![Dishub Sumut Siapkan Mudik Lebaran 2025: Pastikan Jalur Aman, Cek Kendaraan, dan Mudik Gratis Tiga Moda](https://suaramuda.net/wp-content/uploads/2025/02/IMG_20250219_070225.jpg)
Kendal, SUARAMUDA –
Rabithah Ma’ahid Islamiyah (RMI) Pengurus Wilayah Nahdlatul Ulama (PWNU) Jawa Tengah menggelar acara Naharul Ijtima di Pondok Pesantren Darul Amanah, Ngadiwarno, Sukorejo, Kendal, pada Sabtu (25/1/2025). Acara ini menjadi ajang diskusi dan konsolidasi bagi pengurus pesantren se-Jawa Tengah, dengan menghadirkan tokoh-tokoh besar NU sebagai narasumber.
Salah satu agenda utama kegiatan adalah Halaqoh Pengurus Pesantren yang diisi oleh dua narasumber terkemuka, yakni Mustasyar PWNU Jateng KH Sholahuddin Humaidullah dan A’wan Syuriyah PBNU KH Taj Yasin Maimoen.
Dalam paparannya, KH Sholahuddin Humaidullah, yang akrab disapa Gus Sholah, menekankan pentingnya peran wali santri dalam memahami kultur pesantren.
“Wali santri harus memahami kebiasaan di pesantren dan mengetahui tujuan memondokkan anaknya. Peran mereka sangat penting dalam mendukung proses pendidikan anak di pesantren,” ujar Gus Sholah, pengasuh Pesantren APIK Kaliwungu.
Ia juga menjelaskan bahwa sistem pengelolaan pesantren, termasuk penunjukan lurah pondok, merupakan wujud delegasi tugas dari kiai untuk memastikan pengelolaan berjalan efektif.
“Lurah pondok memiliki otoritas karena dipasrahi oleh kiai. Proses belajar di pesantren itu bertahap. Sedikit demi sedikit, ilmu akan bertambah melalui interaksi di lingkungan pesantren,” tegasnya.
Sementara itu, KH Taj Yasin Maimoen, atau yang akrab disapa Gus Yasin, menyoroti sistem pendidikan di pesantren yang terus bereksperimen demi menciptakan formula terbaik.

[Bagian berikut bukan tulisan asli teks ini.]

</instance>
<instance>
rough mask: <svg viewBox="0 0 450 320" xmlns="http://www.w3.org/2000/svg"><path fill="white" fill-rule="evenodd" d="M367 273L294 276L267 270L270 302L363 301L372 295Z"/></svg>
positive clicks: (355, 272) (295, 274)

“Di pesantren, kami mencoba berbagai pendekatan, mulai dari penggabungan Al-Qur’an, kitab, hingga pendidikan umum. Namun, hasilnya tidak selalu sesuai ekspektasi,” ungkap Wakil Gubernur Jawa Tengah terpilih ini.
Gus Yasin juga mengingatkan bahwa pesantren modern perlu membangun sistem manajemen yang kuat dan memiliki pengasuh yang mampu memberikan teladan.
“Pesantren yang baru sering kali mengalami degradasi. Untuk itu, dibutuhkan pengasuh yang bisa menjadi contoh dan sistem yang mendukung pembentukan karakter santri,” tambahnya.
Salah satu isu utama yang dibahas adalah upaya mengatasi bullying, yang di pesantren sering disebut gojlokkan. Menurut Gus Yasin, meskipun istilahnya berbeda, dampaknya sama, yaitu memengaruhi mental santri.
“Pesantren harus menjadi garda terdepan dalam melawan bullying. Kami berharap setiap pesantren memiliki modul khusus untuk menangani permasalahan ini, termasuk pendampingan dari psikolog dan ahli lainnya,” ujarnya.
Gus Yasin juga berkomitmen untuk menciptakan modul manajemen anti-bullying yang akan diterapkan di pesantren-pesantren.
Acara Naharul Ijtima ini dihadiri sejumlah tokoh penting, seperti Rais Syuriyah PWNU Jateng KH Ubaidullah Shodaqoh, Ketua Tanfidziyah PWNU Jateng KH Abdul Ghaffar Rozin, Wakil Ketua PWNU Jateng KH Nur Machin Chudlori, dan pengasuh Pondok Pesantren Darul Amanah KH Mas’ud Abdul Qadir.
Selain itu, kegiatan ini juga melibatkan para pengurus RMI NU se-Jawa Tengah, perwakilan Kementerian Agama, pemerintah provinsi Jawa Tengah, dan pemerintah daerah Kabupaten Kendal.
Acara ini diharapkan menjadi momentum penting dalam memperkuat manajemen pesantren, membangun sistem pendidikan yang lebih baik, serta menciptakan lingkungan pesantren yang ramah dan kondusif bagi para santri.